Armed Services Edition, 1945

Raoul doesn’t prove much of a seaman, but de Bonaventure is happy to have him aboard for games of bezique and to share the occasional bottle. One drunken evening, l’Oncle Pierre tells a tale about a raven-haired beauty. All occurred seven years earlier in New France; she was the sixteen-year-old daughter of an important man while de Bonaventure was then a twenty-six-year-old nothing. When the important man learned of the relationship, he sent the girl to a convent. She escaped, cut her hair, dressed as a boy, and made for her lover’s ship as it was about to set sail for France. Her idea was that they could marry in the Old World, but de Bonaventure turned her away.

In Quebec City, Raoul meets the raven-haired beauty, and falls in love with her himself. This is, of course, Louise de Freneuse, the girl his uncle loved – and still loves – who is now a twice-married woman with children. De Bonaventure does all he can not to avoid her, but fails. When the Soleil d’Afrique is tasked with transporting the Madam de Freneuse to her second husband’s Acadian home, the two old flames come together and things become very hot.

De Bonaventure is so ignorant of his Raoul’s love for Louise that he hands over the nephew who is so ill-suited to life at sea. Raoul arrives at the settlement built by Louise’s husband, Mathieu de Freneuse, and is tasked with tutoring her children. 

Mathieu de Freneuse is a force to be reckoned with, matrimonial bedroom excepted. His passion for Louise is equal to de Bonaventure’s, but the poor man has long recognised that her own passion lies in the memory of an old love (see: Simon-Pierre Denys de Bonaventure). A Frenchman who has come to be accepted as a member of the local “Micmacs,” Mathieu finds sexual outlet amongst the tribe’s women. He encourages the teenaged tutor to undergo the same initiation he endured, and then enjoy the same benefits.

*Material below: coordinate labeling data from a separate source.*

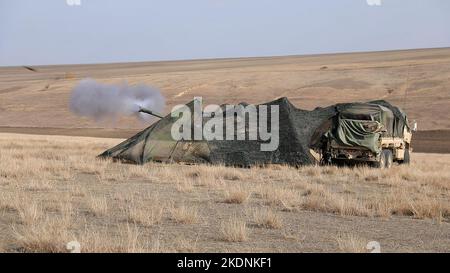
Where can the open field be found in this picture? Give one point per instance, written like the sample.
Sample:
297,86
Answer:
416,80
53,190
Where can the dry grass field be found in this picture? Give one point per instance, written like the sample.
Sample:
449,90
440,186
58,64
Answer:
416,80
54,190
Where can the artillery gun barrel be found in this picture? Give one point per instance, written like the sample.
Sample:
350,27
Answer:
147,111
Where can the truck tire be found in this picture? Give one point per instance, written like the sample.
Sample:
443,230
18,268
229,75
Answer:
407,157
385,160
389,159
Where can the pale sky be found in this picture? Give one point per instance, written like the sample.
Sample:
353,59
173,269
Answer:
97,31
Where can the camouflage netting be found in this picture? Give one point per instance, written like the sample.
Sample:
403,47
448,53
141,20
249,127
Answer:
299,131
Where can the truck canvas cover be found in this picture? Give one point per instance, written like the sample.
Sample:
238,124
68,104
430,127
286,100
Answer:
362,124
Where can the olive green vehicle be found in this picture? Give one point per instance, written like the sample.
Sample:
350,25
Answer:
376,132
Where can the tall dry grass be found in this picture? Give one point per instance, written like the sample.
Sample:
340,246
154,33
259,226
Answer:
54,190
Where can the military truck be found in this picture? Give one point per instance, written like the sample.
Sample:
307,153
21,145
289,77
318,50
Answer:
377,133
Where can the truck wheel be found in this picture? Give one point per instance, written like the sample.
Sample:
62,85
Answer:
407,158
381,162
389,159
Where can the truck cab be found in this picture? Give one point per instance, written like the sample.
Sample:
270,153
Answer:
377,133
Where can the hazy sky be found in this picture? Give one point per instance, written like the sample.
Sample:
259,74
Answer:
53,32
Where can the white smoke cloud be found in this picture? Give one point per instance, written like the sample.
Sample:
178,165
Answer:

This Raoul does, but only to prove his love for Louise.

It’s complicated.

Remarkably – improbably – Raoul grows to become a great Micmac leader, but not before Mathieu de Freneuse and his settlement are destroyed by Iroquois warriors. Mathieu expires in the arms of the miller’s daughter, with whom, it turns out, he’d been having an affair.

New York: Permabooks, 1951

Quietly, the reader turns eighty pages, awaiting Captain de Bonaventure's return.

In her Author’s Note, Evelyn Eaton writes of the research she put into writing Quietly My Captain Waits.

Let us consider the nameless miller's daughter, who enters and exits the novel during Mathieu de Freneuse's final minutes. Gervais Tibault's existence spans not more pages. In the author's fiction, he is a favoured child, the first-born of her first marriage. A sensitive soul, better suited for the salons of Paris than the backwoods of Acadia,  Gervais Tibault is killed by Iroquois arrows. Eaton places characters she created – those not based on historical figures – as if they are all of equal weight, and yet the actions of the fictitious Raoul de Perrichet are far more consequential than those of Louise and Pierre.

Eaton uses the “fragments” fro which she wove her novel to good effect, but she does not tie them to fact. It is true that, Louise did in fact cross the Bay of Fundy in open canoe in winter, but it was not to meet de Bonaventure in a remote inlet, as in the novel. In reality – sans conjecture – Louise made for English-occupied Annapolis Royal. At the time, de Bonaventure was dead and buried in France.

At its heart, Quietly My Captain Waits is a love story inspired by scandale. Louise's very public relationship with the married de Bonaventure produced a son. We have avocat Mathieu de Goutins to thank for documenting their relationship. A pathetic figure in Eaton’s novel, he sent several letters to Paris complaining of the lovers’ conduct. De Goutins' puritanical outrage was shared twenty-three decades later by an anonymous reviewer in St Petersburg Times (30 June 1940):

You will soon be hearing a great deal about this book but take this reviewer’s advice if you are thinking of buying or renting it – save your money. Wait until you can see the movie version of it that will have to be censored.
     It is said that Hollywood paid $40,000 for it before it appeared in print – only a paltry $10,000 less than was paid for “Gone With the Wind.” It is a type of book that is this reviewers particular bete noir.
     We review few novels for the present trend is toward a particularly disgusting realism that seems to be increasing.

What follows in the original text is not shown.